Frequently asked questions
How do I handle GraphQL responses wrapped in a data key?
This flattener has no key selector, so it flattens from the document root and every key comes out prefixed data_ (or data.). If you don't want that prefix, strip the data wrapper at the source so the inner object is the root, then flatten. The prefix is harmless if your mapping table accounts for it.
How do I align fields that mean the same thing across two APIs?
Flatten one response from each source, then compare the flat key sets — equivalent fields under different names (user_email vs contact_emailAddress) become obvious. Use json-diff for a structured comparison, then apply renames with json-key-renamer so every source emits your canonical key set.
My API has conditional nesting — sometimes a field exists, sometimes not. How is that handled?
Flat keys that only appear in some responses are simply absent from the others. Downstream, those become NULL/NaN columns — define them as nullable in your schema.
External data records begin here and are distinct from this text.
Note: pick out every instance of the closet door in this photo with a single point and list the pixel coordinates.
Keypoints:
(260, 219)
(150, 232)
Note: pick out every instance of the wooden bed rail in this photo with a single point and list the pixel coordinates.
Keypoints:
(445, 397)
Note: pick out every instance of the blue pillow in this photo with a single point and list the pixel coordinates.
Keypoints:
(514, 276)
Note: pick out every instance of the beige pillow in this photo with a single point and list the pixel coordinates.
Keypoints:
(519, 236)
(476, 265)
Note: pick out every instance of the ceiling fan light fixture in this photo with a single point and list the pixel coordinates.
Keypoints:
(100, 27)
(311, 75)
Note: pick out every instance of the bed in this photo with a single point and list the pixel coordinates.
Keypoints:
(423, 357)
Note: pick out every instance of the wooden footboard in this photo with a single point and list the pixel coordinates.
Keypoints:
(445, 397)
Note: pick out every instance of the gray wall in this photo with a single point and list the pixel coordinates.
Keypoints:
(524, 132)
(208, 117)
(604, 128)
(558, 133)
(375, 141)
Note an important nuance: a field that is an empty object {} or empty array [] produces no key at all, which reads as genuinely absent rather than null.
Does a top-level array become one normalized record per element?
No. A top-level array flattens to one object with numeric-prefixed keys (0.id, 1.id) — not per-record rows. Normalize a single record to define the source's flat shape, then run the equivalent flatten per-record in your ingestion code.
What delimiter should I use for normalization?
Match your target. Use _ for warehouse column names (BigQuery, Snowflake), . for path-style references, and __ if source keys already contain single underscores (to avoid collisions). The Delimiter box accepts up to 3 characters; an empty value falls back to ..
Does the flattener change my values during normalization?
No. It only restructures keys — leaf values keep their JSON type exactly. This matters for normalization: type mismatches across sources (5 vs "5") stay visible so your reconciliation logic can catch them rather than being masked by the flattener.
How does it distinguish missing from empty?
null and empty string "" are preserved as explicit leaf values; empty objects {} and empty arrays [] produce no key at all. So your data-quality layer can read three states: present-with-value, present-but-null/empty, and absent. This distinction is preserved by design.
Can I paste a response instead of dropping a file?
No — the tool reads a dropped .json file and has no paste box. Save the captured response to a file first. If you only have it on the clipboard, paste it into a new file in your editor, save, and drop that file.
What is the maximum nesting depth it flattens?
Fixed at 10 levels, not adjustable. A typical 2–5 level API never hits it, but heavily enveloped responses can. Beyond 10, the inner subtree stays nested under the depth-10 key. Trim envelope wrappers at the source or re-flatten the inner fragment.
Are my production API responses uploaded?
No. Flattening runs entirely in your browser. Production responses with customer data and business metrics never reach JAD Apps servers. Only an anonymous file-processed counter (no content) is stored for signed-in dashboard stats, which you can opt out of.
How large a response can I normalize for free?
Free tier caps JSON input at 2 MB, one file. A single representative response per source is plenty to define the flat shape. Pro raises it to 100 MB with 10-file batches; higher tiers go further. For large dumps, normalize a sample and process the bulk via the API runner.
Can I run flattening as a step in my ETL pipeline?
Yes. GET /api/v1/tools/json-flattener returns the option schema (delimiter, arrayHandling); pair the @jadapps/runner and POST each response plus options to /api/v1/tools/json-flattener/run locally — data stays on your machine. Or reproduce the same recursive flatten in code; use this tool to define and verify the canonical flat shape each ingestor must produce.
Privacy first
Conversion runs locally in your browser. No file is uploaded — only metadata counters are saved for signed-in dashboard stats.